1988 aviation accident in France

TAT Flight 230 was a scheduled flight from Nancy, France to Paris Orly Airport which crashed on 4 March 1988, near Fontainebleau, France. All on board died.

== Accident sequence ==
The aircraft, a Fairchild FH-227, took off from Nancy-Essey Airport at 5:53 local time and climbed to 14,000 feet, the flight's cruising altitude. At 6:26, the aircraft, now nearing Paris, was cleared down to 9,000 feet and then 7,000. Shortly later, the flight was cleared down to 6,000 feet. Nothing more was heard from the aircraft. The aircraft appeared to have an electrical malfunction. Control of the aircraft was lost, the plane descended rapidly, struck powerlines and crashed. All on board died.

== Investigation ==
The investigations findings were that in bad weather conditions, the Fairchild FH-227 operating the flight suffered an electrical malfunction, and the aircraft pitched nose down. The committee could not find a probable cause to why this happened. The accepted hypothesis is that the electrical malfunction caused loss of attitude reference and autopilot disconnect causing the aircraft to enter a high speed dive.

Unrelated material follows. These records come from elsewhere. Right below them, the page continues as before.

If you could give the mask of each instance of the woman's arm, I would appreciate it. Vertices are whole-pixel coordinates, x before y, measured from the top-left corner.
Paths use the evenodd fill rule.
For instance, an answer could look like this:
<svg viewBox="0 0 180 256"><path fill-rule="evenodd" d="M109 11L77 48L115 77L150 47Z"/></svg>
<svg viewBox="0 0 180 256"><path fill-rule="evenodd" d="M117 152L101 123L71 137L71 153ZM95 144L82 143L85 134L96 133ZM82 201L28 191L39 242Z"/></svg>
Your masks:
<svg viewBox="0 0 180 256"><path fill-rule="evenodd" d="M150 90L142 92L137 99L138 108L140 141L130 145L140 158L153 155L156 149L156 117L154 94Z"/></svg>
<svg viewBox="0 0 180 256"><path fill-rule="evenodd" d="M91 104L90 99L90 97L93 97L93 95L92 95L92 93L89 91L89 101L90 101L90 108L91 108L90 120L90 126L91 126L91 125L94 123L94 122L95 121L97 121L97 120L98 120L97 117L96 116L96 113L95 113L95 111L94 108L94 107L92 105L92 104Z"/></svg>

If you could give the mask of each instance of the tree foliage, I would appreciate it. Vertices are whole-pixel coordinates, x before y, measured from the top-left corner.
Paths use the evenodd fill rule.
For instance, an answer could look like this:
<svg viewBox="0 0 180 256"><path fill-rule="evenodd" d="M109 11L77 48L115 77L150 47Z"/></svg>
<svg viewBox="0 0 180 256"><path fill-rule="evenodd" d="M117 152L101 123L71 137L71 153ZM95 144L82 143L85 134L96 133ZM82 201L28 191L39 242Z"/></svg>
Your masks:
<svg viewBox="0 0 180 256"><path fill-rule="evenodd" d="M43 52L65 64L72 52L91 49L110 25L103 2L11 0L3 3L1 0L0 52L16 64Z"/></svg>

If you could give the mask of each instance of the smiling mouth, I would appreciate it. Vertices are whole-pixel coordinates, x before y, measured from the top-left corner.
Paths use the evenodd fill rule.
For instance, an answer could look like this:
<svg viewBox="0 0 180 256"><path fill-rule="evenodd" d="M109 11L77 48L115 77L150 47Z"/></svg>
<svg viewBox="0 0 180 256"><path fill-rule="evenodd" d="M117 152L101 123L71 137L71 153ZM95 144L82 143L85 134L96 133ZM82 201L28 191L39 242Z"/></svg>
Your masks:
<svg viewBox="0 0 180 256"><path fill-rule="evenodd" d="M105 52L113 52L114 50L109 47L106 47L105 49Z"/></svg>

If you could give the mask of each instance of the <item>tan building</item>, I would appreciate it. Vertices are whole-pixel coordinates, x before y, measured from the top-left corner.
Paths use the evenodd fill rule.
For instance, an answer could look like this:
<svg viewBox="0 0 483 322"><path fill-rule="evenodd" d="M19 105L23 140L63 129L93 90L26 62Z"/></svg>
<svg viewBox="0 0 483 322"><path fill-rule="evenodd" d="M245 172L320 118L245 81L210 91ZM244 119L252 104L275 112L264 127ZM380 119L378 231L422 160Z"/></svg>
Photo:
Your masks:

In the absence of an independent horizon, the crew did not have any usable attitude reference while the aircraft was in a high-speed dive, thus contributing to the crash.

== Discrepancy ==
There is a discrepancy of the number of people who died on TAT Flight 230. The official report lists 23 people, where a memorial near the crash site lists 24.
One woman who perished on board was pregnant.